Designing an AI Personal Color Service
Designing Clad means designing the product layer around AI: upload guidance, analysis flow, result explanation, palette visualization, recommendations, and trust.
Designing Clad is not only about connecting a photo to an AI workflow.
The product has to guide a user from upload to understanding. If the result is technically correct but hard to trust, the product fails.
Photo upload UX
The upload step needs to set expectations.
Users should know what kind of photo works, what the service will analyze, and what the result can and cannot tell them. This is where trust begins.
Analysis flow
The AI workflow should feel invisible to the user.
Behind the interface, there may be image preparation, prompt design, result normalization, and recommendation mapping. On the surface, the user should experience a clear path.
Result explanation
The result needs to explain why.
If Clad says a user fits a certain palette, the interface should help them understand the reasoning in plain language. Confidence comes from clarity, not from technical detail.
Palette visualization
Color is visual. The palette has to carry the product.

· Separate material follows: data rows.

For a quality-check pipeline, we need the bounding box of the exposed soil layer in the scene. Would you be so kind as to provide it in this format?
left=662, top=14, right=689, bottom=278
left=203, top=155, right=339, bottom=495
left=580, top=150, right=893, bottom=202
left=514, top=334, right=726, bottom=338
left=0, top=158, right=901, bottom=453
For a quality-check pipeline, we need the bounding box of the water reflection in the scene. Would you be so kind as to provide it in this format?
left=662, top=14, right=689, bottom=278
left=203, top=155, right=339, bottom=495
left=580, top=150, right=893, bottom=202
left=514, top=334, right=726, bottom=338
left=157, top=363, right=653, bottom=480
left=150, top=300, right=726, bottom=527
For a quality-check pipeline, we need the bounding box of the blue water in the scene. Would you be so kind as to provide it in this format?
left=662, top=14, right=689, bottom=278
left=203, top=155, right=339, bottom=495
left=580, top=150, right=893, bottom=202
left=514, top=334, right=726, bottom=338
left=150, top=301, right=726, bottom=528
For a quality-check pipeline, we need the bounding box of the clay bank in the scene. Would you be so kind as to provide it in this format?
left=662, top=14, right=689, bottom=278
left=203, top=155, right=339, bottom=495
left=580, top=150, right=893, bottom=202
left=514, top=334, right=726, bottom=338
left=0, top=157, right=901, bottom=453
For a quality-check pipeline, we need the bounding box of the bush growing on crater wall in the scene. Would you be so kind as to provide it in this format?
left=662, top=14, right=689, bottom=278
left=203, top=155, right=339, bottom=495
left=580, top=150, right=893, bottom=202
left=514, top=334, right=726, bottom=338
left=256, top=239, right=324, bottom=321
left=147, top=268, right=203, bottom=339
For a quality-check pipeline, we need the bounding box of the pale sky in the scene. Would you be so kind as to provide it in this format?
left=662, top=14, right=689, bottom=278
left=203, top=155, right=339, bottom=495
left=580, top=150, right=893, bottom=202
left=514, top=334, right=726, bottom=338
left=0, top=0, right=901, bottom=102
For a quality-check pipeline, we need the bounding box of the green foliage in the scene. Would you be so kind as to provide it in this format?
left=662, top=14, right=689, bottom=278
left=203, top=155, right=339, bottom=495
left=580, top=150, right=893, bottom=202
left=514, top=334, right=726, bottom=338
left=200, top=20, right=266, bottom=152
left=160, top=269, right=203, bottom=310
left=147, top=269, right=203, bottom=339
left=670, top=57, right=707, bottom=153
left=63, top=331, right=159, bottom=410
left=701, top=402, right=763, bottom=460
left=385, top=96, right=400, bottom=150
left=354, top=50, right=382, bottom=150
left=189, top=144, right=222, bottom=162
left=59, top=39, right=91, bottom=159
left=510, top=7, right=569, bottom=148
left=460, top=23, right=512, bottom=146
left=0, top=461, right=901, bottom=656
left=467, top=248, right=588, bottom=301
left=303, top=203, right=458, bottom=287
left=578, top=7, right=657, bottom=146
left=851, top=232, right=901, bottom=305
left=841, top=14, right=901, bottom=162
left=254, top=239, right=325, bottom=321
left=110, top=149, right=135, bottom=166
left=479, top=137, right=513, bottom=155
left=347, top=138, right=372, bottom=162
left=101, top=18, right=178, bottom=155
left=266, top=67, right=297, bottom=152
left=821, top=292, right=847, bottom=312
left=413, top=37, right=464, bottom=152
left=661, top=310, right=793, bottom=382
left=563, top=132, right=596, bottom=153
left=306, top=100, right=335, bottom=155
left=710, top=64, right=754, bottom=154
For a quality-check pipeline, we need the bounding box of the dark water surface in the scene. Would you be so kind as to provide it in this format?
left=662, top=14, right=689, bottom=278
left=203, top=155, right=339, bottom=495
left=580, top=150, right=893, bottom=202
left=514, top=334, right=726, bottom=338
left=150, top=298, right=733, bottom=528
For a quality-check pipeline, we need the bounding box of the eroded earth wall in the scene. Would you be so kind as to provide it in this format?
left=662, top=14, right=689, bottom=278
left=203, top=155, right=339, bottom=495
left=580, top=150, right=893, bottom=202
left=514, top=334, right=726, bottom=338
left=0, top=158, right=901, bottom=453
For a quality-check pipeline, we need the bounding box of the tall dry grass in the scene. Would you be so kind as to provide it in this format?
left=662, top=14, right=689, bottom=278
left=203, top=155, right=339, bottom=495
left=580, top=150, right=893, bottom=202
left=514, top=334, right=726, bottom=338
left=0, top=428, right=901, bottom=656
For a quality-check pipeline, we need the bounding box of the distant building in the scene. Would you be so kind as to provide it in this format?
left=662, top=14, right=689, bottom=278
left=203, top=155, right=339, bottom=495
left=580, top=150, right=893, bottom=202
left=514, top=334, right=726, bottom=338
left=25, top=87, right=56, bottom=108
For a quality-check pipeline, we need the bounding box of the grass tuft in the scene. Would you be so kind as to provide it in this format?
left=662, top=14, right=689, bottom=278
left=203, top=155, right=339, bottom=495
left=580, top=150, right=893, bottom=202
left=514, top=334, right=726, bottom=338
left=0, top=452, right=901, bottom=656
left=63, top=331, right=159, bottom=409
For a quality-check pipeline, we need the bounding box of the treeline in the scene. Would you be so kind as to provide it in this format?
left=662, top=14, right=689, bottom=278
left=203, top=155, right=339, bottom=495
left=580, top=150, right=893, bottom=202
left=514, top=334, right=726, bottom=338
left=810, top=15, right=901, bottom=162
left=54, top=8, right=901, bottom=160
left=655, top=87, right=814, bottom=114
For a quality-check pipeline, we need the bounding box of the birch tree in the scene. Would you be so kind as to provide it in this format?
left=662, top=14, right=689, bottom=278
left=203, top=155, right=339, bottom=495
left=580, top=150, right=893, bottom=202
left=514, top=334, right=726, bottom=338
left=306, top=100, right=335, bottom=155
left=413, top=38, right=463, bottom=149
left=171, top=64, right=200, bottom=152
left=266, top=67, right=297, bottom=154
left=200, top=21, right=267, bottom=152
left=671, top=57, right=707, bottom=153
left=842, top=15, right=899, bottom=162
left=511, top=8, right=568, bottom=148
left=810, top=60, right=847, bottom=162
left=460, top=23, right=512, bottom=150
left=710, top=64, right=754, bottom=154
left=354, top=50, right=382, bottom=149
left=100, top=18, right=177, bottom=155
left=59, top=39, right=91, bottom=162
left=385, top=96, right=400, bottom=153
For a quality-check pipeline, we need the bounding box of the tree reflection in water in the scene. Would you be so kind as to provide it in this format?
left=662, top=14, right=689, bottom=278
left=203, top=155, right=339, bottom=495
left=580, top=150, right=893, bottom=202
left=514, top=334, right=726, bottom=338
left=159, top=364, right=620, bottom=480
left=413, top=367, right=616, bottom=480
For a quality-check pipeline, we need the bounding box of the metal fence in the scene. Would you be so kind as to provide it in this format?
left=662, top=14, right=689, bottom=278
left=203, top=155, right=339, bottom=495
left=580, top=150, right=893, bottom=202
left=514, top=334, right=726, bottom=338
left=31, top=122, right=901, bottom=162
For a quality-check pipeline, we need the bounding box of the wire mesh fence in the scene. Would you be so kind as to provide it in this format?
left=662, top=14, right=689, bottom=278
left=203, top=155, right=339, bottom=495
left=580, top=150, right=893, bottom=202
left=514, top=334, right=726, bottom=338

A good palette screen should make the user want to compare, save, share, or try the colors in real life.
Recommendation UX
Recommendations need to be mapped to the result.
The user should not feel like they are seeing generic beauty suggestions. The recommendations should feel like the next step after the analysis.
Trust and uncertainty
AI products need to be honest about uncertainty.
Clad should avoid pretending that a single photo can answer everything perfectly. The product should explain confidence, ask for better inputs when needed, and keep improving from feedback.